Kenya Update 3

Today we visited Lin Joka, a small village where Sodzo International hosts one of its family strengthening programs. Family representatives are invited to join in groups of 25-30 people who meet weekly for education and financial support. Each family contributes a small amount each week - about 20 shillings, the rough equivalent of 20 cents. The group accumulates this money over time and collectively decides how to use it by making micro loans to group members who have a need. For example, if this week I have school fees to pay for my children, the group loans me the amount I need and then agrees to a time period for me to pay it back. In this way, the group serves as a local bank by keeping the resources within the local community and enabling individual families to meet needs without becoming dependent on people who do not have their best interest at heart.

In addition to these loans, the groups provide opportunities for training and education. That was where we came into the picture today.
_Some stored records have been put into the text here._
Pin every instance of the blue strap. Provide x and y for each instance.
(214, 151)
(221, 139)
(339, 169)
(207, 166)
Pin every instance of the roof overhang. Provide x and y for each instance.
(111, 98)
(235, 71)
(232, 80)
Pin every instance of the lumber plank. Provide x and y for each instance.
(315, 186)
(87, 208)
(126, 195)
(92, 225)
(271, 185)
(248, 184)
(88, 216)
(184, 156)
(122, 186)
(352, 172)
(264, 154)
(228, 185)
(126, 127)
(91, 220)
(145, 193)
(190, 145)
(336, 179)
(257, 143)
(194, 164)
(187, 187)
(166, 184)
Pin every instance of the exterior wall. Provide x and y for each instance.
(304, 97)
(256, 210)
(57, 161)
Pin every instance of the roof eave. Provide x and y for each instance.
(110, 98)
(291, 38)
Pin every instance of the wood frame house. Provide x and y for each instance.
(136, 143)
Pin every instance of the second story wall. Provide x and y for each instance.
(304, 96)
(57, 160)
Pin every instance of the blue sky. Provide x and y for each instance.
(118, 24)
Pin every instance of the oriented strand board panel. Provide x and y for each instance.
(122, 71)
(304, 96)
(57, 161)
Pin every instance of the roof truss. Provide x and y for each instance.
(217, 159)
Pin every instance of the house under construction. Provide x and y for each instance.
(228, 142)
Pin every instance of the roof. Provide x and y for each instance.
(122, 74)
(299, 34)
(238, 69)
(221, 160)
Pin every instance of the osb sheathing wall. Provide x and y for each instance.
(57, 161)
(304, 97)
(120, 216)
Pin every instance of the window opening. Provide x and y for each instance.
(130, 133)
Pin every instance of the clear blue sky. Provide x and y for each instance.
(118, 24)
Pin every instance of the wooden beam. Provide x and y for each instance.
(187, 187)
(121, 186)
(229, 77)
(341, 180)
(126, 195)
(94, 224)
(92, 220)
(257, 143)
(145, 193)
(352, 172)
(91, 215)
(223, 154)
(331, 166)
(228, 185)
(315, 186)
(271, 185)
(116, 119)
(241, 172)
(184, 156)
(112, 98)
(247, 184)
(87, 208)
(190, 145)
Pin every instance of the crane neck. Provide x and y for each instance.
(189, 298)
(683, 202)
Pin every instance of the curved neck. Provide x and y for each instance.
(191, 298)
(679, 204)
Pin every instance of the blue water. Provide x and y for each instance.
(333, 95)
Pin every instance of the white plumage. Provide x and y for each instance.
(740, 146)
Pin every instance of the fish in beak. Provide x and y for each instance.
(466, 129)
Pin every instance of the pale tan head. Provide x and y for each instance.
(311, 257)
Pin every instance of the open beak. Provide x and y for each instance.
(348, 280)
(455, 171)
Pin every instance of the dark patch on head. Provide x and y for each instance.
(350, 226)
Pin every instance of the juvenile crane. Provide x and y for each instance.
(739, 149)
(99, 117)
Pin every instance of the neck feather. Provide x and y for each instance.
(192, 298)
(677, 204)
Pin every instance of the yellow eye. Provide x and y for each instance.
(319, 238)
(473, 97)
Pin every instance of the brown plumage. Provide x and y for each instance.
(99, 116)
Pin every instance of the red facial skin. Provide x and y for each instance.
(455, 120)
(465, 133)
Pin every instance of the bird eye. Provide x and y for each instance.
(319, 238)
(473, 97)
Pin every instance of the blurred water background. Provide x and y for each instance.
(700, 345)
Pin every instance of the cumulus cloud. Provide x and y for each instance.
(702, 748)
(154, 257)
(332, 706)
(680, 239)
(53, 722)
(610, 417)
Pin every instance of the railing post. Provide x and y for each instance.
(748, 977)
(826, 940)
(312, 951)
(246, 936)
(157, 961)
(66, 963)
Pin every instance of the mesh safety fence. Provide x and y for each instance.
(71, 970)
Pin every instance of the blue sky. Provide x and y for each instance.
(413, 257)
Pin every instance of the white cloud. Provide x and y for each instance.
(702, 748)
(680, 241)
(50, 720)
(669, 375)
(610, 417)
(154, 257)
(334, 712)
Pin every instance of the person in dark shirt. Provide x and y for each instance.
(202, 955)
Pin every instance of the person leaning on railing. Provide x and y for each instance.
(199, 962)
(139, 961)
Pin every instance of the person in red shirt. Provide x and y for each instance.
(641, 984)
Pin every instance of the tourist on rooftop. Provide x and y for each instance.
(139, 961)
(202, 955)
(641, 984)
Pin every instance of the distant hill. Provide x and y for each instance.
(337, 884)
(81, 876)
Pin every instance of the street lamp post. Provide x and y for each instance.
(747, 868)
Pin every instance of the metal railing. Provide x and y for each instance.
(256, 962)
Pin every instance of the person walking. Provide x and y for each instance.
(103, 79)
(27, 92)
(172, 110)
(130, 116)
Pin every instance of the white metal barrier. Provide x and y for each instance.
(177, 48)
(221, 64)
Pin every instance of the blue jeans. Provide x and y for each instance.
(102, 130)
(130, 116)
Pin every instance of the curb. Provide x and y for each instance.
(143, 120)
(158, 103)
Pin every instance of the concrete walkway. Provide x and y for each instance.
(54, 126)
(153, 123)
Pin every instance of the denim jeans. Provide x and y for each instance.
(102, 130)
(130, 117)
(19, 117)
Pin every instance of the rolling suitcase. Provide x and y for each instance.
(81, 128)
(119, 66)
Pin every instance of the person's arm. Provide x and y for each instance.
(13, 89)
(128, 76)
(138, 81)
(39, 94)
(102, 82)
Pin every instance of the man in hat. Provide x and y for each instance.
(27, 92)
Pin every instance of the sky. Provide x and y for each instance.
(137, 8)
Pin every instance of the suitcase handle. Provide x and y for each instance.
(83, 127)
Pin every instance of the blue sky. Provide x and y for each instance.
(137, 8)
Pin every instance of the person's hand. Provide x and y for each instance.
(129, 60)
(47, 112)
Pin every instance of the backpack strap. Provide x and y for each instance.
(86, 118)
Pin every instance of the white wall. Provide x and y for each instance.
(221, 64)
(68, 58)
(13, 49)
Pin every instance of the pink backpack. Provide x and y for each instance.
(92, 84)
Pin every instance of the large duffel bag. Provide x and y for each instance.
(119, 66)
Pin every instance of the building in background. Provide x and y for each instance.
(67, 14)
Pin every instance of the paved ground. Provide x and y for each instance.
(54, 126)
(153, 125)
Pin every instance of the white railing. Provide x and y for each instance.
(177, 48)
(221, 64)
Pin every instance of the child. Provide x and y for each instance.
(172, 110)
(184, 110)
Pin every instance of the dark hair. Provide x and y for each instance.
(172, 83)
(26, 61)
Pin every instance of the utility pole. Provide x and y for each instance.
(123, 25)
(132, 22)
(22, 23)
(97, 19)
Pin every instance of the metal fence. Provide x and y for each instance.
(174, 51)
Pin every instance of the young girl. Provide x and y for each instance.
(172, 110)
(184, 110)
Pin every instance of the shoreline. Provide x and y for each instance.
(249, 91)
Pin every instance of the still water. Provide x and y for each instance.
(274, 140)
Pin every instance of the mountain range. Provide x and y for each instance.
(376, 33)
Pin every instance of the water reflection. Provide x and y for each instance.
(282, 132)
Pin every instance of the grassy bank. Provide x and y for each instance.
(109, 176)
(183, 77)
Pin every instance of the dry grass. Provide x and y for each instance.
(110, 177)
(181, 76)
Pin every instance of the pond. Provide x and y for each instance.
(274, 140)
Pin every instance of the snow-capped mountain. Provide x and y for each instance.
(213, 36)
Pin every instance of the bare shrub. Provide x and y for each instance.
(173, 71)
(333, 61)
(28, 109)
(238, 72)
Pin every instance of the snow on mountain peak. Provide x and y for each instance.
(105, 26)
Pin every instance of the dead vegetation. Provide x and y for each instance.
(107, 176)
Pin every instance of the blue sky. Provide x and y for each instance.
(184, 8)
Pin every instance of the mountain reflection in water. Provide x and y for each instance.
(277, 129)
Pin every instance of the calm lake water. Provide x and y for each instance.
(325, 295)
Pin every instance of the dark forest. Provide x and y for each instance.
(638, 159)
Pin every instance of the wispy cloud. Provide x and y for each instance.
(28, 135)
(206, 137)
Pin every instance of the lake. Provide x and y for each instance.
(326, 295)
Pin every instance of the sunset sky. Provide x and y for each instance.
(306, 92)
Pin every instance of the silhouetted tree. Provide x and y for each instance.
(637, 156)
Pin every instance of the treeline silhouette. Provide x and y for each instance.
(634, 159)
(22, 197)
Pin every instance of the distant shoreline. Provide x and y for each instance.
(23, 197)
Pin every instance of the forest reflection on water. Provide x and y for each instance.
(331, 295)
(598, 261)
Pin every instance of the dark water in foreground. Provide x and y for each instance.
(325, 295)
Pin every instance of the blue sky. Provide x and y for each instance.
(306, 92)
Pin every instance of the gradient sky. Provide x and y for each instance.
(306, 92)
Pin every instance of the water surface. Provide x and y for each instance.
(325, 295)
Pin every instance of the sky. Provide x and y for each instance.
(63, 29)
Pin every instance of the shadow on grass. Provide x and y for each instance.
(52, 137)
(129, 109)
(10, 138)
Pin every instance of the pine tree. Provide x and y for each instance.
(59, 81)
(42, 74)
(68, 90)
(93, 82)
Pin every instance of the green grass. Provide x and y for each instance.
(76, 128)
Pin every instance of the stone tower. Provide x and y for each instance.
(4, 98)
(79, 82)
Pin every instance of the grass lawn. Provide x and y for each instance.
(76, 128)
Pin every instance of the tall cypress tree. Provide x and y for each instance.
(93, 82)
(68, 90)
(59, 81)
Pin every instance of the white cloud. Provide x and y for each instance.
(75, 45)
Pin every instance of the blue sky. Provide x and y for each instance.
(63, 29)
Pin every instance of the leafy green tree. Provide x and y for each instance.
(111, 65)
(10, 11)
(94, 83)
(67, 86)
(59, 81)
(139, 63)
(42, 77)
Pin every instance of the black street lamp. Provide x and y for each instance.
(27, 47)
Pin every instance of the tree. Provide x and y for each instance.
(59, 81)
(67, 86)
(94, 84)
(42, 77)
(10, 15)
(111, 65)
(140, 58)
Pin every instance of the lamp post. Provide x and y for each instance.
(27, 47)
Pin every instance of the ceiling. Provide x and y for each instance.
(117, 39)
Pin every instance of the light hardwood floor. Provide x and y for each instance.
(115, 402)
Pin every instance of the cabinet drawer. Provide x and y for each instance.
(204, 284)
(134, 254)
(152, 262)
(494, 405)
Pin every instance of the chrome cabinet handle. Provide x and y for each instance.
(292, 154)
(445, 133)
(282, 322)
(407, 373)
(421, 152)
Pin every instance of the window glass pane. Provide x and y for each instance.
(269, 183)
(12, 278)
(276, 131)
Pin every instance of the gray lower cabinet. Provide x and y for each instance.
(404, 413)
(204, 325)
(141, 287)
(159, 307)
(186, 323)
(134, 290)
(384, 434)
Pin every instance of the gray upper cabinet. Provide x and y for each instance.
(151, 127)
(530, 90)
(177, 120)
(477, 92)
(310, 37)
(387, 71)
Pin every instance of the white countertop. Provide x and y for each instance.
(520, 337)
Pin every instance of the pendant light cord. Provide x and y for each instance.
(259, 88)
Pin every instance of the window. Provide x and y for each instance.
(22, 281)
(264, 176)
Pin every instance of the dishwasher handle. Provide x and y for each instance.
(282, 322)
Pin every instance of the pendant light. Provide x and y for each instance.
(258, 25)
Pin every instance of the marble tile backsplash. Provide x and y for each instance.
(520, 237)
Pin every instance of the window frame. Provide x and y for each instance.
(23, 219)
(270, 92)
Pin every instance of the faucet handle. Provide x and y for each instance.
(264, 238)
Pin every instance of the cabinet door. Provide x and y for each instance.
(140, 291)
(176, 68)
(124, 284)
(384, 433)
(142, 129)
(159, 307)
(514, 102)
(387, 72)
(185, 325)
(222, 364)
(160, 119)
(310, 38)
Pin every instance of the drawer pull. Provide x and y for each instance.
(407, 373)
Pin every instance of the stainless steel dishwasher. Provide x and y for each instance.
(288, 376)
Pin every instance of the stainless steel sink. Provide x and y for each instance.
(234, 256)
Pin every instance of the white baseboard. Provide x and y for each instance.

We were divided up to provide training for groups depending on our areas of experience or expertise. For example, a couple of our group members are business professionals, so they led a discussion on how to price and market the products these families produce, most of which are agricultural in nature.

I was asked to lead a discussion on interpersonal conflict and how to deal with the diversity of personalities that exist within any household. Through a translator I used different animals to talk about the way our personalities differ from each other. Some of us are lions, which means we are natural leaders. Some of us are beavers, which means we are hard workers and rule followers. Some of us are family dogs, which are loyal an eager to please. Some of us are otters, which means we are fun loving and light hearted. This one presented a challenge because these villagers did not know what otter was, so we had to work together to come up with something more familiar. This is the joy and the challenge of working across language and cultural boundaries!

There were probably 300 people present, most of them women, who then divided up into smaller groups for the training session. When we arrived, the women were all seated on a hillside to begin their weekly session. They began by singing a praise song and praying over each other. Then a group of traditional dancers welcomed us with a performance of a traditional tribal dance. By the time it was over, they drug us into their circle so we could dance with them. Of course, I am using the word “dance” in the loosest sense of the world! It was an experience that definitely goes on the list of things I did not learn in seminary.

The take away for me today was the communal nature of how these people address their problems. There are no lone rangers here. They understand that whatever they face, they face together. By sharing their concerns, their needs, their ideas, their resources, and their lives, they are finding ways to gradually lift each other up to a better place. The amazing thing is to read Acts 2 and 3 and discover this is exactly how the early church did it! We are seeing the church in action.